Canada's Industry Minister Christian Paradis speaks during Question Period in the House of Commons on Parliament Hill in Ottawa on Nov. 21, 2011.Chris Wattie/Reuters
Industry Minister Christian Paradis will tell telecom industry players in a speech on Tuesday that he's not yet ready to announce changes to foreign investment restrictions for the sector.
He will signal during the address to the International Institute of Communications conference in Ottawa that an announcement on foreign investment is unlikely to come this year. He will not be taking questions from reporters after his speech.
Later this week, Mr. Paradis heads to New York City to promote Canada, but has cancelled a meeting there with telecom analysts.
The Globe and Mail reported last week that a key cabinet committee was considering a proposal to allow 100-per-cent foreign ownership of telecom firms with a 10 per cent or less share of the Canadian market. Current law restricts direct and indirect foreign investment in telecom companies to a combined total of 46.7 per cent.
A proposal titled "Increasing Competition and Choice in the Telecommunications Sector" was put before the priorities and planning committee last Tuesday.
But in his speech to the Ottawa conference, Mr. Paradis will stress that no decision has been made on how to proceed.
The minister is also busy hammering out plans for the next auction of wireless frequencies. As The Globe reported last week, the Harper government is looking at proceeding without setting aside licences for smaller players, as happened in 2008.
Instead, the government is contemplating capping the amount of spectrum any one company can purchase at 10 megahertz of bandwidth.
Ottawa has said it will make a decision about foreign investment before setting the rules for a planned auction of wireless licences in 2012.
Some new wireless entrants argue that it would be a mistake for Ottawa to link the two issues. For example, Mobilicity executive chairman John Bitove has said potential changes to foreign investment rules would be meaningless to his company if Ottawa allows the big three incumbents (Rogers Communications Inc., BCE Inc. and Telus Corp.) to dominate the next wireless auction.
"The foreign investment rules have nothing to do with the auction. We have [four]new entrants in business since the last auction and one more [Bragg]getting set to go," Mr. Bitove said in an e-mail. Of primary importance, he said, is that the coming auction gives new entrants "good spectrum" because the latest handsets are being made to run in key blocks of the highly desired 700-MHz frequency.

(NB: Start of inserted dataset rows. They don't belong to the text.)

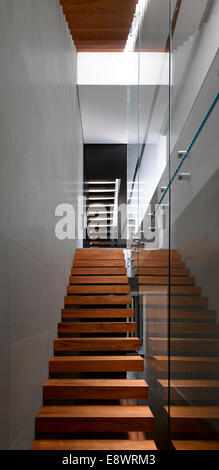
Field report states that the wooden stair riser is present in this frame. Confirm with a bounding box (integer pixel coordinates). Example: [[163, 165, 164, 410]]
[[137, 276, 195, 286], [54, 338, 140, 352], [62, 308, 134, 320], [32, 439, 157, 452], [49, 356, 144, 373], [146, 307, 216, 328], [36, 405, 153, 433], [148, 355, 219, 377], [69, 275, 128, 284], [133, 249, 181, 260], [73, 258, 125, 268], [145, 294, 208, 308], [158, 380, 219, 403], [165, 406, 219, 435], [135, 258, 185, 269], [65, 295, 132, 306], [172, 440, 219, 451], [136, 266, 190, 277], [74, 248, 124, 260], [67, 285, 130, 295], [43, 379, 148, 400], [71, 266, 126, 276], [138, 285, 201, 296], [148, 337, 219, 355], [58, 322, 137, 334], [147, 321, 219, 338]]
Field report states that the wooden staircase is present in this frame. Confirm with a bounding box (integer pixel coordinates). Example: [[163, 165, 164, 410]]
[[135, 250, 219, 450], [85, 179, 120, 248], [32, 249, 156, 450]]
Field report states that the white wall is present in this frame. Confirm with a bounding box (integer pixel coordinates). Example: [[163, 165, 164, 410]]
[[0, 0, 83, 449]]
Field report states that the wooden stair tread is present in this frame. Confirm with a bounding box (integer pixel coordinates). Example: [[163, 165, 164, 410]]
[[172, 440, 219, 451], [65, 295, 132, 305], [67, 284, 130, 295], [32, 439, 157, 451], [43, 379, 148, 400], [62, 308, 134, 318], [69, 275, 128, 284], [49, 355, 144, 372], [58, 322, 137, 333], [54, 337, 140, 351]]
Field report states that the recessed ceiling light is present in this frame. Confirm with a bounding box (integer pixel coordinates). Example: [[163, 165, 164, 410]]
[[124, 0, 150, 52]]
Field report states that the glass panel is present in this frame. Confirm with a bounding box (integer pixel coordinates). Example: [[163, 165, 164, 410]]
[[127, 0, 173, 449], [169, 0, 219, 450]]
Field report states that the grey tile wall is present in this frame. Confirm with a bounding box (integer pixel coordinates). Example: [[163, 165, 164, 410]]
[[0, 0, 83, 449]]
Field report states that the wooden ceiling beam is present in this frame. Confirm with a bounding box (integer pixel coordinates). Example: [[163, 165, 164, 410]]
[[60, 0, 137, 52]]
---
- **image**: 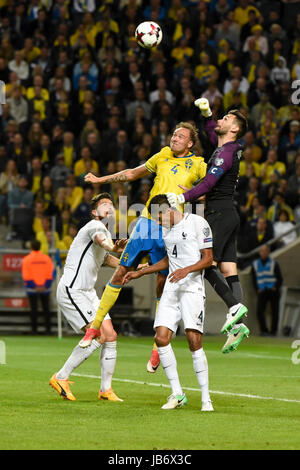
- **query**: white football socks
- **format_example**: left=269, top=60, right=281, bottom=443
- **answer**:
left=56, top=339, right=101, bottom=380
left=192, top=348, right=210, bottom=402
left=100, top=341, right=117, bottom=392
left=157, top=344, right=183, bottom=395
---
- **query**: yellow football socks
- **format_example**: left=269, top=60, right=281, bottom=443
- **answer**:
left=91, top=283, right=122, bottom=330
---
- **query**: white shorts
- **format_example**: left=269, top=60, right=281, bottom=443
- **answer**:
left=56, top=282, right=110, bottom=333
left=153, top=290, right=205, bottom=333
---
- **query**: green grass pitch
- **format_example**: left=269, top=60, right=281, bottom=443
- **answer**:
left=0, top=335, right=300, bottom=450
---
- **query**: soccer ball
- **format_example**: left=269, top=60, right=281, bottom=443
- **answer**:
left=135, top=21, right=162, bottom=49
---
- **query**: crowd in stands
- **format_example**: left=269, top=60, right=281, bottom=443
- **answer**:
left=0, top=0, right=300, bottom=268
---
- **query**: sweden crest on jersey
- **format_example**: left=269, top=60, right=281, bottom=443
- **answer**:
left=185, top=158, right=193, bottom=170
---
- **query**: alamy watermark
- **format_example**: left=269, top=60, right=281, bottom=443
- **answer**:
left=291, top=80, right=300, bottom=105
left=291, top=339, right=300, bottom=365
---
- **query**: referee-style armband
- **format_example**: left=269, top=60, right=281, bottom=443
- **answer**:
left=207, top=166, right=224, bottom=179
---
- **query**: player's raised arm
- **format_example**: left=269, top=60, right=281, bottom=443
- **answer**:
left=84, top=165, right=150, bottom=184
left=94, top=233, right=127, bottom=253
left=194, top=98, right=218, bottom=146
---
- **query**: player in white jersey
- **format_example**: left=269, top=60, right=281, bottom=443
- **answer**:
left=123, top=194, right=213, bottom=411
left=49, top=193, right=126, bottom=401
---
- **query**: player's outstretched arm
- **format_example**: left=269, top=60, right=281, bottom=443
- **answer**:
left=84, top=165, right=150, bottom=184
left=194, top=98, right=218, bottom=146
left=169, top=248, right=213, bottom=282
left=104, top=254, right=120, bottom=268
left=122, top=256, right=169, bottom=285
left=94, top=234, right=127, bottom=253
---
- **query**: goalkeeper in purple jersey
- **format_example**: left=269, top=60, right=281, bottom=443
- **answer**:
left=168, top=98, right=249, bottom=353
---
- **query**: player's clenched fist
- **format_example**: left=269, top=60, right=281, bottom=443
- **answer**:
left=166, top=193, right=185, bottom=207
left=84, top=173, right=99, bottom=183
left=194, top=98, right=212, bottom=117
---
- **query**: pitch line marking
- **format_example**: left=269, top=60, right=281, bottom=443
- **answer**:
left=71, top=372, right=300, bottom=403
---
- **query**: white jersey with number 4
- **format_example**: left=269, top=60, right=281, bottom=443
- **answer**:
left=61, top=220, right=111, bottom=290
left=163, top=214, right=213, bottom=293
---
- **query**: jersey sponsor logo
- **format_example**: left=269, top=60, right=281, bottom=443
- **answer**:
left=214, top=157, right=224, bottom=166
left=236, top=150, right=243, bottom=160
left=208, top=166, right=224, bottom=178
left=171, top=164, right=179, bottom=175
left=185, top=158, right=193, bottom=170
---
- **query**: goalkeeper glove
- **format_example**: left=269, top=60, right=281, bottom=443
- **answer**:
left=166, top=193, right=185, bottom=207
left=194, top=98, right=212, bottom=117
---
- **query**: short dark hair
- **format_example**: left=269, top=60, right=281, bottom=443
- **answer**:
left=30, top=239, right=41, bottom=251
left=90, top=193, right=112, bottom=212
left=148, top=194, right=171, bottom=214
left=228, top=109, right=248, bottom=139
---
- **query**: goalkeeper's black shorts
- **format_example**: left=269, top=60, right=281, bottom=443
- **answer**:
left=204, top=207, right=240, bottom=263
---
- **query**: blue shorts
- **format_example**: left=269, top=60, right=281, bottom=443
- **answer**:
left=120, top=217, right=169, bottom=276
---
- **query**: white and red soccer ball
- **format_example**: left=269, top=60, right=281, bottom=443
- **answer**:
left=135, top=21, right=163, bottom=49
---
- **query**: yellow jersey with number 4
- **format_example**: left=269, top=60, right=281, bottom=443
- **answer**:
left=142, top=147, right=206, bottom=217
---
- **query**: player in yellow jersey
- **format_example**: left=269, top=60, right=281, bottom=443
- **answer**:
left=79, top=122, right=206, bottom=372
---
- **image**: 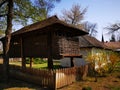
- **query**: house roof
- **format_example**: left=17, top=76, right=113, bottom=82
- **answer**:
left=12, top=16, right=88, bottom=36
left=79, top=35, right=107, bottom=49
left=104, top=42, right=120, bottom=51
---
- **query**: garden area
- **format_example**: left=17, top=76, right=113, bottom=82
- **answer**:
left=0, top=56, right=120, bottom=90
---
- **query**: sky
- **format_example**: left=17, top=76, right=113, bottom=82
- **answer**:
left=51, top=0, right=120, bottom=41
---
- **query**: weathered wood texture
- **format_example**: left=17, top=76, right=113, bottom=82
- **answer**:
left=10, top=33, right=80, bottom=59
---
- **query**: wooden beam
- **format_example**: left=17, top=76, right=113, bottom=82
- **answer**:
left=30, top=58, right=33, bottom=68
left=47, top=32, right=53, bottom=69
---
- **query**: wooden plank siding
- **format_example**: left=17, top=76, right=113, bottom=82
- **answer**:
left=9, top=32, right=80, bottom=59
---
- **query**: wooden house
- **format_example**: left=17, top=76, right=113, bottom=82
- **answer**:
left=104, top=42, right=120, bottom=52
left=1, top=16, right=87, bottom=68
left=79, top=35, right=110, bottom=68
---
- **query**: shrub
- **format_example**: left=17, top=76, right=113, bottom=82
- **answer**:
left=86, top=50, right=120, bottom=75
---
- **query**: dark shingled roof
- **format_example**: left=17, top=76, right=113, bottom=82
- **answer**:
left=12, top=16, right=88, bottom=36
left=79, top=35, right=107, bottom=49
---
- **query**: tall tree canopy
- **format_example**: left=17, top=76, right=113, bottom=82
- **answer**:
left=62, top=4, right=87, bottom=25
left=105, top=22, right=120, bottom=41
left=61, top=4, right=97, bottom=36
left=0, top=0, right=60, bottom=30
left=83, top=22, right=97, bottom=36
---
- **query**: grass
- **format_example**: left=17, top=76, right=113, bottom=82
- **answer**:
left=0, top=59, right=120, bottom=90
left=10, top=61, right=60, bottom=69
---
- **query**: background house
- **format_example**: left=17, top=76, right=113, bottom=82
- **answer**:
left=104, top=42, right=120, bottom=52
left=1, top=16, right=87, bottom=68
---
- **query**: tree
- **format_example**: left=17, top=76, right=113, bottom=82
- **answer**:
left=0, top=0, right=60, bottom=30
left=0, top=0, right=13, bottom=80
left=0, top=0, right=61, bottom=80
left=105, top=23, right=120, bottom=41
left=84, top=22, right=97, bottom=36
left=34, top=0, right=61, bottom=21
left=62, top=4, right=87, bottom=25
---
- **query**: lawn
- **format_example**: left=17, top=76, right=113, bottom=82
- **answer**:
left=0, top=59, right=120, bottom=90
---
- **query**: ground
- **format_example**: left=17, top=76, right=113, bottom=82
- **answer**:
left=0, top=59, right=120, bottom=90
left=59, top=72, right=120, bottom=90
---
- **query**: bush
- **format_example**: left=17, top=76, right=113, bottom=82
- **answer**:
left=82, top=87, right=92, bottom=90
left=26, top=58, right=46, bottom=64
left=86, top=50, right=120, bottom=75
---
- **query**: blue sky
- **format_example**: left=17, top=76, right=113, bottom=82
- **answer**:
left=51, top=0, right=120, bottom=40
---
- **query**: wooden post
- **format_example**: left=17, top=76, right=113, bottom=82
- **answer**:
left=2, top=40, right=9, bottom=82
left=47, top=32, right=53, bottom=69
left=30, top=58, right=33, bottom=68
left=20, top=38, right=26, bottom=69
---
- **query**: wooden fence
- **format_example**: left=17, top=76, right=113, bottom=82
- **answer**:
left=10, top=65, right=88, bottom=90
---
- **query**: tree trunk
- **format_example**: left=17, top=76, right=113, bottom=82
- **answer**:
left=70, top=57, right=74, bottom=67
left=3, top=0, right=13, bottom=81
left=30, top=58, right=33, bottom=68
left=47, top=32, right=53, bottom=69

Like other wireless newcomers, Mobilicity wants Ottawa to set aside wireless licences for smaller players. Failing that, it should set a "very low" cap on the amount that any one company can purchase "so the Big Three can't shut us all out from this spectrum," Mr. Bitove added.
Small Canadian telecom players are struggling against well-established players in a weak economic climate. Allowing them greater access to global capital markets could spur competition by providing them with deeper war chests.

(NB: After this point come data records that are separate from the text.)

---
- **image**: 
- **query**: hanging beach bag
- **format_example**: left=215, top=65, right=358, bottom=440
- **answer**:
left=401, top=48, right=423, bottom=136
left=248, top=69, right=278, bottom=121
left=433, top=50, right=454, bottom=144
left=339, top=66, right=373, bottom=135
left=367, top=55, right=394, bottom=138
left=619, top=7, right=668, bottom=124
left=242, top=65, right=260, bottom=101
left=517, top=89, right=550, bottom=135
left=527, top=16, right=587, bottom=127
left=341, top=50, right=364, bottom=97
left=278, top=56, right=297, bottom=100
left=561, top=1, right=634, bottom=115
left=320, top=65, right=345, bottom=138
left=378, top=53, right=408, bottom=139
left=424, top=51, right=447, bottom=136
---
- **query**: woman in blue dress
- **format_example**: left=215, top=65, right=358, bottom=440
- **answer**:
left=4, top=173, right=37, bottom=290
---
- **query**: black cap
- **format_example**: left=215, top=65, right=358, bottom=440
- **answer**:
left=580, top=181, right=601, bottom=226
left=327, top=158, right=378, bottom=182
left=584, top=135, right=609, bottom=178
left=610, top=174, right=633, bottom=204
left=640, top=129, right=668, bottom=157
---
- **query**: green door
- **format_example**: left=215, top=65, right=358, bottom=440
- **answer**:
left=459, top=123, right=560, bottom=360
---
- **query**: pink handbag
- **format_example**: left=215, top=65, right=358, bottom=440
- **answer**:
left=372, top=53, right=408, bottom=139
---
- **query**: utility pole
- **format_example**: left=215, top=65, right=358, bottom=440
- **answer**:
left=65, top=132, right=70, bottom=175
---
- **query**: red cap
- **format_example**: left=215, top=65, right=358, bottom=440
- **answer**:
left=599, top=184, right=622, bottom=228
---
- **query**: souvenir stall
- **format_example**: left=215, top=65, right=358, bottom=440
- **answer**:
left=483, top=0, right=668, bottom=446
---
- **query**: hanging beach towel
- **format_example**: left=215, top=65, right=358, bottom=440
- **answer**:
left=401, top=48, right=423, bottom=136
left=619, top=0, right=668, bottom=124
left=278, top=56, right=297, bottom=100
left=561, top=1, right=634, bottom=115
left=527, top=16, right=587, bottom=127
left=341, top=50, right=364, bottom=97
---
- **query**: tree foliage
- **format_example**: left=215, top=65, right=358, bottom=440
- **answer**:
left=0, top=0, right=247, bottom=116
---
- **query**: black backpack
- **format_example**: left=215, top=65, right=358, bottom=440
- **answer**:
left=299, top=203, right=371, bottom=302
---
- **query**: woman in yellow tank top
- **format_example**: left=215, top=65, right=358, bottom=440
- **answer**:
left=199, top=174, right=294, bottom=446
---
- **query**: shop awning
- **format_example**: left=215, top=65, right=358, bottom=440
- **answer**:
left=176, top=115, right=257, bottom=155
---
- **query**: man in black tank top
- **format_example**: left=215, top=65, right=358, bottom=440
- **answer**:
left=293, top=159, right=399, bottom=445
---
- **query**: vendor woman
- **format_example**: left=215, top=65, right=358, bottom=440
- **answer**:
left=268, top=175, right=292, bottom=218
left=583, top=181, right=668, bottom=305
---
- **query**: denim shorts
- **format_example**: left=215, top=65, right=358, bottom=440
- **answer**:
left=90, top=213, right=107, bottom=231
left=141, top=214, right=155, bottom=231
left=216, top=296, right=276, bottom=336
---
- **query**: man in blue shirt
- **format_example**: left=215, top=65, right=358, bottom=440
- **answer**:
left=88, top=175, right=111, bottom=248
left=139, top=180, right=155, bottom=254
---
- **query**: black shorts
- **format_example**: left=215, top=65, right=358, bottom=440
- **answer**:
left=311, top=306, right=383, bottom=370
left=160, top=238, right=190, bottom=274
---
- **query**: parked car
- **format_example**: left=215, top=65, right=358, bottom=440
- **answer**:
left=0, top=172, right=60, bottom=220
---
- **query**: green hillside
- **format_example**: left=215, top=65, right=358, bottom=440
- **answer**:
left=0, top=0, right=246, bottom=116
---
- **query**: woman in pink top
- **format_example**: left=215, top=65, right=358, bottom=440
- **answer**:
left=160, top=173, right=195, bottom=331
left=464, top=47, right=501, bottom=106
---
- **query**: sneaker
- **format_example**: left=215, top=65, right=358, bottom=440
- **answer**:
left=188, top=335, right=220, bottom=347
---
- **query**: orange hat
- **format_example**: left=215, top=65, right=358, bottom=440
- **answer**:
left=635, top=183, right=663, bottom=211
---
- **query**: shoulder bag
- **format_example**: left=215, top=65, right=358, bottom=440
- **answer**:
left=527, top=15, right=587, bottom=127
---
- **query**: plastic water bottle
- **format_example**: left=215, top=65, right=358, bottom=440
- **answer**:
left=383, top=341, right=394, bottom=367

The wireless upstarts that launched in Canada – including Wind Mobile, Public Mobile and Mobilicity – have managed to bring down prices in the industry. But they have not managed to take much market share from the three big incumbents, which dominate with about 95 per cent of the wireless market.

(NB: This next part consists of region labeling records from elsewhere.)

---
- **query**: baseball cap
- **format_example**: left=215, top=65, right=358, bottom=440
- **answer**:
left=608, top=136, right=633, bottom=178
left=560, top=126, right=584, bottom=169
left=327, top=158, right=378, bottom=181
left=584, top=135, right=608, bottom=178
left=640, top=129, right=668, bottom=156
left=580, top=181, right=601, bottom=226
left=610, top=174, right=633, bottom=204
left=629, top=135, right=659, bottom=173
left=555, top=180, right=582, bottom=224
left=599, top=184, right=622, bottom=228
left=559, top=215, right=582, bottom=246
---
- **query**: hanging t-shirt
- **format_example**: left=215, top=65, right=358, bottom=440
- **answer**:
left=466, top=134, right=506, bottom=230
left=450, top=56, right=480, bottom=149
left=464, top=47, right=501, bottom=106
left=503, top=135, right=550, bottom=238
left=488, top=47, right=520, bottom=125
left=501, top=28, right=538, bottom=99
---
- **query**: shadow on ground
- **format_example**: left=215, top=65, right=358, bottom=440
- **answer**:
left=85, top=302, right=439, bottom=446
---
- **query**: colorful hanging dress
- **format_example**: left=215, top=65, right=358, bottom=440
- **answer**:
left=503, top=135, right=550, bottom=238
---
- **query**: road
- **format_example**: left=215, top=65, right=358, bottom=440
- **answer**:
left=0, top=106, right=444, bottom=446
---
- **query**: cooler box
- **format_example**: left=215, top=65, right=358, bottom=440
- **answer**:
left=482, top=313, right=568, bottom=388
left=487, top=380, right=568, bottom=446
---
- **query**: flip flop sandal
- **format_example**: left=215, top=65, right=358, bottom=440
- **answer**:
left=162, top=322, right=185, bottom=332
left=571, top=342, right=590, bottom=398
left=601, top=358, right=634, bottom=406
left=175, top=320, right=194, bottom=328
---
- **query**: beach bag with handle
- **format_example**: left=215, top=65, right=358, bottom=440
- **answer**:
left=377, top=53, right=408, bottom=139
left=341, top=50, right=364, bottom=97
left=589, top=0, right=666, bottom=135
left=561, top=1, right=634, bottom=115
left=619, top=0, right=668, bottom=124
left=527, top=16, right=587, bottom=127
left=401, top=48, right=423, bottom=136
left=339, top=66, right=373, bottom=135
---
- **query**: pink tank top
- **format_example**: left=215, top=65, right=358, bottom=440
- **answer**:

Ottawa should clarify its position on foreign investment for industry players sooner rather than later, said Carmi Levy, an independent technology analyst in London, Ont.
"Financing for participation in an auction process is starting now. So, you need to at least give some indication of where the rules are heading to give all participants – both within Canada as well as outside Canada – some idea of how they need to position themselves for the process," Mr. Levy said. "For all potential bidders, it would have been better ... had the minister been a little faster off the mark."
Anthony Lacavera, chairman of Globalive Wireless Management Corp., said he is confident the government will ultimately adopt a "pro-competitive" stance on both foreign ownership and how it structures the spectrum auction. Caps, he argues, would ultimately spell the "end of competition" in the Canadian market. (Globalive operates under the Wind Mobile brand name in Canada.)
"I think there is only solution and it has to be a set-aside," Mr. Lacavera said. He later added: "I am confident that this government wants to see competition in wireless continued."